China's central bank insists there is no reason for a sustained devaluation of the yuan despite lowering the reference rate three times. Currency and stock markets stabilized on the news.
The People's Bank of China (PBOC) lowered the guidance rate for the yuan to 6.4010 per dollar, the third devaluation in a row.
The yuan opened slightly weaker, but deputy central bank governor Zhang Xiaohui's reassurance that he saw "no basis for persistent and substantial devaluation" of the currency calmed currency and stock markets.
At a news conference in Beijing, he also said that the yuan - also known as the renminbi - was close to "market levels" after two days of substantial declines.
Asian shares recovered on the news, with Japan's Nikkei closing up nearly 1 percent. Asian currencies also gained, recovering from a two-day rout. European markets also started the day with gains, with Germany's leading DAX index up nearly 1.2 percent.
Alarmed by a slew of weak economic data, the central bank unexpectedly devalued the yuan by nearly 2 percent on Tuesday, sparking turbulence on the currency and stock markets.
The yuan's decline was small compared with fluctuations of freely traded currencies.
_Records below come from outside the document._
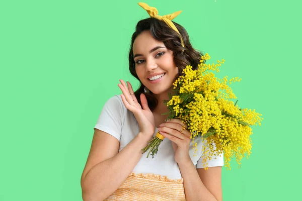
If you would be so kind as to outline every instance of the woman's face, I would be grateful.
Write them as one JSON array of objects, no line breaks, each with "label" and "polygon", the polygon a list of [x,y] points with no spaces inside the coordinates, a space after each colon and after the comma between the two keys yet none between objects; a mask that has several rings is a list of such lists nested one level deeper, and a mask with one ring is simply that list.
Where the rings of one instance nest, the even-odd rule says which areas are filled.
[{"label": "woman's face", "polygon": [[174,86],[178,68],[173,60],[173,52],[163,42],[155,40],[149,31],[144,31],[134,40],[133,53],[138,78],[154,93],[167,92]]}]

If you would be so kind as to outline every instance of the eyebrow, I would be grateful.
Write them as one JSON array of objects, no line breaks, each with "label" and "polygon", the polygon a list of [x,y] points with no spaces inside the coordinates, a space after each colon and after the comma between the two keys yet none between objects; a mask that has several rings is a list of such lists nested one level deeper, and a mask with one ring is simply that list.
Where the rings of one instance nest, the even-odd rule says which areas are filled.
[{"label": "eyebrow", "polygon": [[[154,52],[155,51],[156,51],[156,50],[157,50],[158,49],[159,49],[159,48],[166,48],[165,47],[157,46],[157,47],[155,47],[154,48],[152,49],[151,50],[150,50],[149,51],[149,53],[152,53],[152,52]],[[136,57],[141,56],[143,56],[143,55],[142,54],[136,54],[134,55],[134,56],[133,57],[133,59],[134,58]]]}]

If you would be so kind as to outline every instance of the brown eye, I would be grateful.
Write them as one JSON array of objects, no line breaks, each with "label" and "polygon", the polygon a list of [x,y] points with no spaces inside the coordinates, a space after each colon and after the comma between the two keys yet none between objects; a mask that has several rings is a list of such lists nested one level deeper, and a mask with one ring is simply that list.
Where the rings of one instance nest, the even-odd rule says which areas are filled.
[{"label": "brown eye", "polygon": [[141,63],[140,62],[140,61],[143,61],[143,60],[142,60],[142,59],[138,60],[137,61],[136,61],[135,63],[137,63],[137,64],[141,64]]},{"label": "brown eye", "polygon": [[160,55],[160,54],[161,54],[160,55],[160,56],[163,55],[165,54],[165,52],[160,52],[158,54],[156,55],[156,56],[157,56],[158,55]]}]

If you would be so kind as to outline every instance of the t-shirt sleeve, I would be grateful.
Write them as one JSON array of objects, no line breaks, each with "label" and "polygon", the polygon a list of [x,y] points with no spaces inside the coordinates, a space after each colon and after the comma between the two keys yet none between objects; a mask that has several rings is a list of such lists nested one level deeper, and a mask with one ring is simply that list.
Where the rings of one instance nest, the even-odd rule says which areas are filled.
[{"label": "t-shirt sleeve", "polygon": [[124,106],[122,104],[122,100],[117,95],[109,98],[105,103],[94,127],[111,135],[119,141],[124,115]]},{"label": "t-shirt sleeve", "polygon": [[[216,146],[214,142],[212,142],[214,150],[216,149]],[[208,146],[206,148],[206,152],[208,151],[210,148]],[[216,152],[214,152],[214,154],[216,154]],[[208,167],[217,167],[217,166],[222,166],[224,165],[224,161],[223,161],[223,154],[222,153],[221,154],[216,154],[216,156],[213,155],[211,156],[211,158],[210,160],[209,160],[208,158],[207,158],[206,163],[207,163],[207,165],[203,166],[204,162],[203,161],[203,157],[202,156],[200,157],[200,158],[197,161],[197,163],[196,164],[196,168],[203,168],[207,166]]]}]

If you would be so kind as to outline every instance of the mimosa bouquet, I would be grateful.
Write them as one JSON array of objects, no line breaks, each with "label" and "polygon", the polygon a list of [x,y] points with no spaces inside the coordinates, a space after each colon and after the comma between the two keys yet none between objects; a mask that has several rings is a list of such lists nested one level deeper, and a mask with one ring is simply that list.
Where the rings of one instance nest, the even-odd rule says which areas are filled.
[{"label": "mimosa bouquet", "polygon": [[[229,169],[234,155],[240,167],[242,158],[248,158],[251,153],[250,135],[253,133],[250,126],[257,123],[261,126],[263,118],[255,110],[240,108],[237,104],[238,100],[234,104],[230,99],[237,97],[228,83],[239,82],[241,79],[234,77],[228,80],[227,76],[221,79],[215,77],[209,71],[219,72],[218,67],[225,60],[218,61],[216,64],[205,64],[210,58],[207,53],[201,57],[198,69],[192,70],[192,67],[188,65],[183,70],[182,75],[173,83],[175,94],[172,96],[169,93],[170,100],[164,101],[170,112],[162,115],[169,114],[167,120],[180,119],[188,125],[195,153],[195,138],[202,138],[204,146],[202,157],[206,169],[208,159],[222,153]],[[149,150],[147,157],[150,153],[154,157],[164,138],[158,132],[141,150],[142,153]],[[209,147],[208,151],[207,147]]]}]

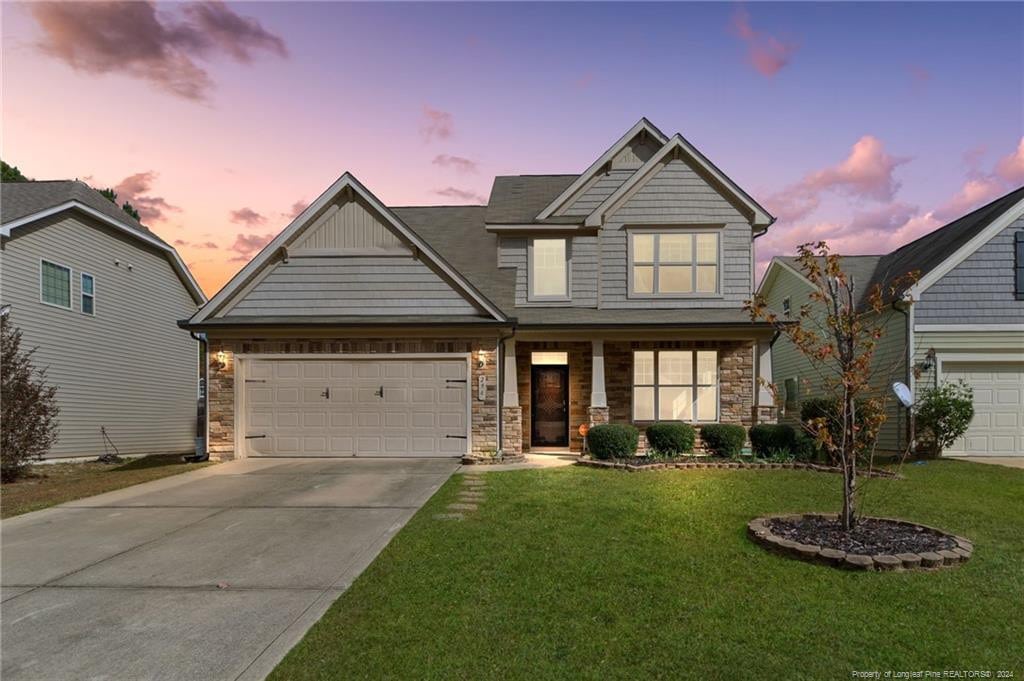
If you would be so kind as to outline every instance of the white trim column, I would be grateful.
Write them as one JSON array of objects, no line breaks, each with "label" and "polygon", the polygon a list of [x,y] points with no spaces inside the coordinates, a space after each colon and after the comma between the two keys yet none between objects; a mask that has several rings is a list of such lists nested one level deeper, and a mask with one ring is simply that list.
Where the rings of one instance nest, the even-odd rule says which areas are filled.
[{"label": "white trim column", "polygon": [[608,406],[608,393],[604,389],[604,341],[592,340],[591,342],[591,384],[590,384],[590,406],[606,408]]},{"label": "white trim column", "polygon": [[515,366],[515,339],[505,339],[505,366],[502,376],[502,407],[519,406],[519,376]]}]

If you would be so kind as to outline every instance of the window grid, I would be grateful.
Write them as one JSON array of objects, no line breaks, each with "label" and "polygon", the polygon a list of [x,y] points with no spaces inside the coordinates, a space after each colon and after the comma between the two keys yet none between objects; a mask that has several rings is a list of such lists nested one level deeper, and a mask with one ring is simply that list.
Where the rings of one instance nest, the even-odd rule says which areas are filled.
[{"label": "window grid", "polygon": [[82,272],[82,313],[96,313],[96,280]]},{"label": "window grid", "polygon": [[71,309],[71,267],[48,260],[43,260],[40,267],[40,296],[43,302]]},{"label": "window grid", "polygon": [[[665,368],[666,359],[683,365]],[[683,369],[683,372],[679,370]],[[701,371],[701,369],[703,371]],[[674,378],[673,374],[679,378]],[[633,420],[690,421],[718,420],[717,350],[635,350],[633,352]],[[664,400],[681,399],[685,412],[676,414]],[[642,405],[642,407],[641,407]],[[679,418],[677,418],[677,416]]]},{"label": "window grid", "polygon": [[636,295],[718,293],[719,235],[633,232],[631,291]]}]

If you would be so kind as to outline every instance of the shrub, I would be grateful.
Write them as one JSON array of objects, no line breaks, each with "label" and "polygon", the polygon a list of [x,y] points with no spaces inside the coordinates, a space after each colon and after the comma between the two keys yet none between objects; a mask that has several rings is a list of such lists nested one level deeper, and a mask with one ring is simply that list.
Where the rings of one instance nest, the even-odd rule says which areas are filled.
[{"label": "shrub", "polygon": [[746,441],[746,429],[728,423],[700,426],[700,441],[705,451],[716,457],[738,457]]},{"label": "shrub", "polygon": [[622,423],[602,423],[587,433],[587,448],[595,459],[625,459],[637,453],[640,431]]},{"label": "shrub", "polygon": [[955,442],[974,418],[974,391],[964,381],[925,390],[918,399],[918,429],[930,454]]},{"label": "shrub", "polygon": [[751,448],[762,458],[780,452],[796,456],[797,431],[785,424],[759,423],[751,428]]},{"label": "shrub", "polygon": [[652,423],[645,431],[649,454],[675,457],[693,451],[696,431],[686,423]]},{"label": "shrub", "polygon": [[22,332],[0,317],[0,478],[12,480],[57,438],[57,389],[22,349]]}]

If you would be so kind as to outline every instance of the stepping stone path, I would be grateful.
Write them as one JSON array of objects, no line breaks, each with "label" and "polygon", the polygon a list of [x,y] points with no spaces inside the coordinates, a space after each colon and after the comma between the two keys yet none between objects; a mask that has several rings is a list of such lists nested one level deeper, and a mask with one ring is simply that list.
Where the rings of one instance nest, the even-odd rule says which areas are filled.
[{"label": "stepping stone path", "polygon": [[447,505],[449,513],[437,513],[434,520],[464,520],[467,513],[479,509],[486,495],[487,481],[479,473],[466,474],[462,478],[462,488],[456,503]]}]

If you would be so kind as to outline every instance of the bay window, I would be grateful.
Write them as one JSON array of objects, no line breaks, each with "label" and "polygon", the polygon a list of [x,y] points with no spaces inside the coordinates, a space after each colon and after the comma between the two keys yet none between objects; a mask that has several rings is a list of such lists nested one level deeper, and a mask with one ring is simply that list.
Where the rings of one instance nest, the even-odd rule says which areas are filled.
[{"label": "bay window", "polygon": [[633,352],[634,421],[717,421],[717,350]]}]

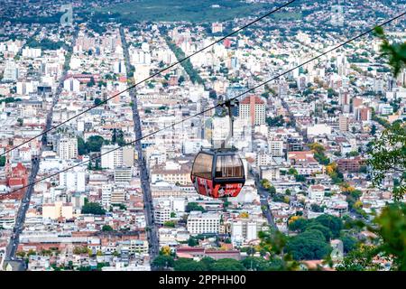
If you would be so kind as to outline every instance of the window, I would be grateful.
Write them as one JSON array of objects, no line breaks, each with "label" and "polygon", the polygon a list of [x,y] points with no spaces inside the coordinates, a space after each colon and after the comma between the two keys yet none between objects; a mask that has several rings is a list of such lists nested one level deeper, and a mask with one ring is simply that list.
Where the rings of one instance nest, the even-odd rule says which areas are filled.
[{"label": "window", "polygon": [[217,178],[242,178],[243,162],[236,154],[219,155],[216,163]]},{"label": "window", "polygon": [[213,164],[213,155],[208,154],[198,154],[193,164],[192,174],[197,177],[211,180],[211,168]]}]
But after a decade of little or no movement, the change rattled financial markets who feared China might be prepared to engage in a currency war with the US and Europe.
The US has, in the past, sharply criticized China for keeping the value of the yuan artificially low, thus propping up its exporters at the expense of their US counterparts.
The managing director of Germany's Chambers of Commerce, Martin Wansleben, also warned Wednesday of a "global competition for the lowest currency that would be harmful for everyone involved."
Today's central bank comments notwithstanding, many observers believe China intends to devalue the currency further, as it has changed the way it sets the daily guidance rate, marking the "start of an engineered depreciation," according to a research note by Mizuho Bank.